They say (no: I say) ETF picking is the new stock picking. And as with stock picking, retail investors tend to be bad at it. Theoretically, ETFs can give an investor diversified exposure to a market, a sector or a theme. And while thematic investing across sectors is in my view a great idea and something that should be embraced more by institutional investors, retail investors miss out on the benefits of this approach because of their behaviour.
Morningstar regularly published reports about what they call the behaviour gap. The behaviour gap is simply the difference between a fund’s performance if an investor had bought the fund and held on to it for the long run, vs. the performance the average investor experienced because of buying and selling the fund in the interim.
In November, Morningstar published a special report on the behaviour gap for investors in thematic funds and if you are familiar with the traditional behaviour gap studies you might want to sit down before you read the following numbers.
The chart below shows the behaviour gap for the last five years across conventional funds, broad thematic funds and thematic funds focusing on specific sub-groups of the thematic investment universe. Plus, within the sub-groups, the behaviour gap is split between ETFs and open-ended funds, most of which will be actively managed funds.
Behaviour gap across different thematic funds
Source: Morningstar
As an explanation, ‘physical world’ thematic funds group together investment themes that are rooted in the real economy but not tech-related, such as green energy, resource management or food-related themes. ‘Tech’ thematic funds focus on the many tech-related themes from AI to fintech, digital infrastructure or life sciences and biotech. ‘Social’ theme, meanwhile comprises themes like demographics or the behaviour of different consumer groups like Millennials.
Looking through the numbers, several things stand out to me:
Retail investors tend not to stick with a theme for a long time but tend to switch from one theme to another. This creates a larger behaviour gap than for conventional funds.
The more ‘on trend’ a theme is (e.g. the tech themes vs. the more timeless social themes) the larger the behaviour gap because investors are constantly tempted to switch into new themes that are pushed in the media.

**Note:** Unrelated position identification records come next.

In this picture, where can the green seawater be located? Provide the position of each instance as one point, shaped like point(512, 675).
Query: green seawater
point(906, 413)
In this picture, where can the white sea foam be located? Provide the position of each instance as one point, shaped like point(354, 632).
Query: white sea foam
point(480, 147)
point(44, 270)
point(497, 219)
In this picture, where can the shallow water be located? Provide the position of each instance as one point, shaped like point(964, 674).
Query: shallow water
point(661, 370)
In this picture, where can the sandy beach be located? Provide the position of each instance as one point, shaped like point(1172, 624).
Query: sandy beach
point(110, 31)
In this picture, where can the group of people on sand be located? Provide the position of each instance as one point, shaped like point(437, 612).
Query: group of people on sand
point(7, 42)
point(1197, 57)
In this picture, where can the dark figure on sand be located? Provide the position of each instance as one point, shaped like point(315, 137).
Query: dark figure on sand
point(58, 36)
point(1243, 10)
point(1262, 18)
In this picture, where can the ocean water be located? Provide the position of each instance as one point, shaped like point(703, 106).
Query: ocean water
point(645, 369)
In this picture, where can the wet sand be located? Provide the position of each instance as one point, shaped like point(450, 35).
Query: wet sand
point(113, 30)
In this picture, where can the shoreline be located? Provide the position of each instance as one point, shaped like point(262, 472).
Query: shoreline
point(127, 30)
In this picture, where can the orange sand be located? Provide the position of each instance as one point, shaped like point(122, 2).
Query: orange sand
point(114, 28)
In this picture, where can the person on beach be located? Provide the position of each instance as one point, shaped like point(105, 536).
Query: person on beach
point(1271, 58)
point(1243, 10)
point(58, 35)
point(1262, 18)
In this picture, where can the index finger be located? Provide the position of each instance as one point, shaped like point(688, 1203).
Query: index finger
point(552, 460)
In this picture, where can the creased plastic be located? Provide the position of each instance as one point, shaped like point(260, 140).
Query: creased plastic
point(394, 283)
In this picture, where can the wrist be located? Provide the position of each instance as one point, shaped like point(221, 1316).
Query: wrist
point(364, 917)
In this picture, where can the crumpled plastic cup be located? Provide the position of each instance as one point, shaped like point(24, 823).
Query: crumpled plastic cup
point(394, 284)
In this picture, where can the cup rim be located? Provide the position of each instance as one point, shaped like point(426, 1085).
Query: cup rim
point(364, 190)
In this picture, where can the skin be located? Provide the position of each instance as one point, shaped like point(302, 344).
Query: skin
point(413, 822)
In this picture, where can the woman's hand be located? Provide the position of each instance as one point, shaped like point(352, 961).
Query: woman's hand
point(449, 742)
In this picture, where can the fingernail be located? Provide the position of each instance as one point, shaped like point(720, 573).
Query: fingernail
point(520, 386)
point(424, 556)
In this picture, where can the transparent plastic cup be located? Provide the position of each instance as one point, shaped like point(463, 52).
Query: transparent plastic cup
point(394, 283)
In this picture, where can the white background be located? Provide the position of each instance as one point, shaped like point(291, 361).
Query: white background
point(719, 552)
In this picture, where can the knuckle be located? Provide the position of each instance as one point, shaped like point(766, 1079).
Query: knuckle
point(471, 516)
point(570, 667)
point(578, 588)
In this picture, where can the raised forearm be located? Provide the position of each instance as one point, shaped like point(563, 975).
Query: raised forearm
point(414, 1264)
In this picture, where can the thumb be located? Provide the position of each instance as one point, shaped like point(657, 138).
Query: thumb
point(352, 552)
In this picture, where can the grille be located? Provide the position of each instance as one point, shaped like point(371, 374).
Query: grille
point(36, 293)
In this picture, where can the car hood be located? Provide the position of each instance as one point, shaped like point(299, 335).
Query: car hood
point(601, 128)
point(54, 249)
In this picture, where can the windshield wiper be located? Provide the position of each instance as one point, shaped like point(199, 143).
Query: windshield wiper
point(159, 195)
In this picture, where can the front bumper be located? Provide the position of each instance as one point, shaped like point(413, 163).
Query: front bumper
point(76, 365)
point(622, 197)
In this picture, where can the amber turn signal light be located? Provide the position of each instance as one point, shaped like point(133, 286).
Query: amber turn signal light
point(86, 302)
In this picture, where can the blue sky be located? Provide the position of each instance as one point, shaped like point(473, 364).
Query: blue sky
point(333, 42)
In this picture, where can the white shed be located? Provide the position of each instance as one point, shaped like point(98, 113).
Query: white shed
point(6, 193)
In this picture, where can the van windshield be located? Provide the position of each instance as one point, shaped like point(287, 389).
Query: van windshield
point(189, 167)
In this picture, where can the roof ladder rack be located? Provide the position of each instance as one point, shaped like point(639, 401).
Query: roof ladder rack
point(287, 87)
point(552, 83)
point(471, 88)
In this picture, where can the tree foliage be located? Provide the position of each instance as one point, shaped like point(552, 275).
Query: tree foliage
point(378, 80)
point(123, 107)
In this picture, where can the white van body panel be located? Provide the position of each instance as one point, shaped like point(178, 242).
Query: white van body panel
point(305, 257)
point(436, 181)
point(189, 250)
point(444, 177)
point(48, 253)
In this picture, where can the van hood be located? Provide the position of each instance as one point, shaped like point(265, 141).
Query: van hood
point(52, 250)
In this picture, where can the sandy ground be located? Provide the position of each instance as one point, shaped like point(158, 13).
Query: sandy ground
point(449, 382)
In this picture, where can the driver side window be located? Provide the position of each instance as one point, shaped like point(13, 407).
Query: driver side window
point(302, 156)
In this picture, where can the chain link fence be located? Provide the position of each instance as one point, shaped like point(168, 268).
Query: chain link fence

Investing in ETFs costs you a lot of money. ETFs tend to have lower fees than actively managed funds, but ETFs are also sooooo much easier to trade. With a click of a button, one has sold the Robotics ETF and switched to the cleantech ETF. And because switching is so easy, investors who own thematic ETFs switch more frequently than investors who own traditional open-end funds. The average loss in performance for open-end thematic funds is large at 2.7% per year. But for thematic ETFs, this loss of performance is an astonishing 6.7% per year! That’s a high price to pay for the ability to trade intraday and fees that are typically about 0.5% lower per year.
When it comes to thematic investing the golden rule of fund investing seems to be more important to heed than in conventional funds: Invest in a fund and stick with it for many years.